Behind the simplest gestures of our daily lives - telephoning, buying an object online or taking a train - there are complex infrastructures and often lots of people controlling the flow and functioning of particular processes.
According to American architect and academic Keller Easterling, author of the book Extrastatecraft. The Power of Infrastructure Space, in city planning, the “active” form – understood as the set of norms, protocols and software that regulate urban space – is now more important than the “objective” form, which is the one most commonly designed by architects and urban planners.
Easterling invites us to change our gaze and focus on infrastructure performances, in order to better understand the complexity of economic and political relations behind even the most banal forms and gestures.
This change of perspective is what the photographer Delfino Sisto Legnani and the research collective Raumplan propose for the Milan Digital Week with a visual research entitled Infrastrutture Digitali per Milano (Digital Infrastructures for Milan).
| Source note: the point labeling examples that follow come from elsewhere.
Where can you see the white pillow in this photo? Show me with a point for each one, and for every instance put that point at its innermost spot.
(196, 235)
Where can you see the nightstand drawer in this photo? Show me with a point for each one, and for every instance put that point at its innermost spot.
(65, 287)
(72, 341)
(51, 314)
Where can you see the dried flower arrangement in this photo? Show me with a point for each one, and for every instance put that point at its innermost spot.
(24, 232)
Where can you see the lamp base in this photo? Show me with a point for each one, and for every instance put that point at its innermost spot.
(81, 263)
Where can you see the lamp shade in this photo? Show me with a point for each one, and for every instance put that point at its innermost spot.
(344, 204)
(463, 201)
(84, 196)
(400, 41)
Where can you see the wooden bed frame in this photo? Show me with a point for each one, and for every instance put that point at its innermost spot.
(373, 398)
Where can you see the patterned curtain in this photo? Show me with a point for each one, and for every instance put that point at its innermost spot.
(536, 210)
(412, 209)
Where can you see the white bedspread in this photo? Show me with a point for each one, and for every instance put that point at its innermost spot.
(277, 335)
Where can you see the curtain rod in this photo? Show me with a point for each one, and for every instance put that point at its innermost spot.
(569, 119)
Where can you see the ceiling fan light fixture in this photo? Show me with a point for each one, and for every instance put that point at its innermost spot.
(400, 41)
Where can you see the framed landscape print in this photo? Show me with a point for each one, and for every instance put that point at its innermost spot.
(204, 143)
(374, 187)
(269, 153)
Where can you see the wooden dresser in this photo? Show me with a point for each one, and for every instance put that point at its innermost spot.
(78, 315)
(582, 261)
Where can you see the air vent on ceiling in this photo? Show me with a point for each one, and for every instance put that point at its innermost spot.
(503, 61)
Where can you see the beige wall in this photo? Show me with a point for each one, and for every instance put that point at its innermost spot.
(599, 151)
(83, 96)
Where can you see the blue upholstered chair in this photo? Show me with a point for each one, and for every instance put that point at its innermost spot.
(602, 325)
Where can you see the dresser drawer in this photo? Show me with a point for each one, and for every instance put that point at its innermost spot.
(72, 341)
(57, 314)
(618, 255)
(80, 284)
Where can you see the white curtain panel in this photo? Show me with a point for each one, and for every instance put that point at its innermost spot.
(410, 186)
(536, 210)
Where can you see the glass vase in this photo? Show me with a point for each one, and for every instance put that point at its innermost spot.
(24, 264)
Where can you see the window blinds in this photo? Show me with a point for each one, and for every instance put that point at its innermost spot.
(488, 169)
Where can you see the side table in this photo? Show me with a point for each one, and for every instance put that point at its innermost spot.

Data centres, logistics hubs, TV studios, underground stations, operative stations... the authors investigate and photograph hidden landscapes scattered throughout the metropolitan area. These places are physical nodes that connect networks and levels at different scales: user, interface, address, city, cloud, earth.
The aim of the project is to show these ambiguous and intermediate environments, formed by tangible components and materials but essential for being part of an invisible digital system that accompanies our lives. Even if they are places not conceived for human beings, they display a rational fascination that is typical of present-day architecture.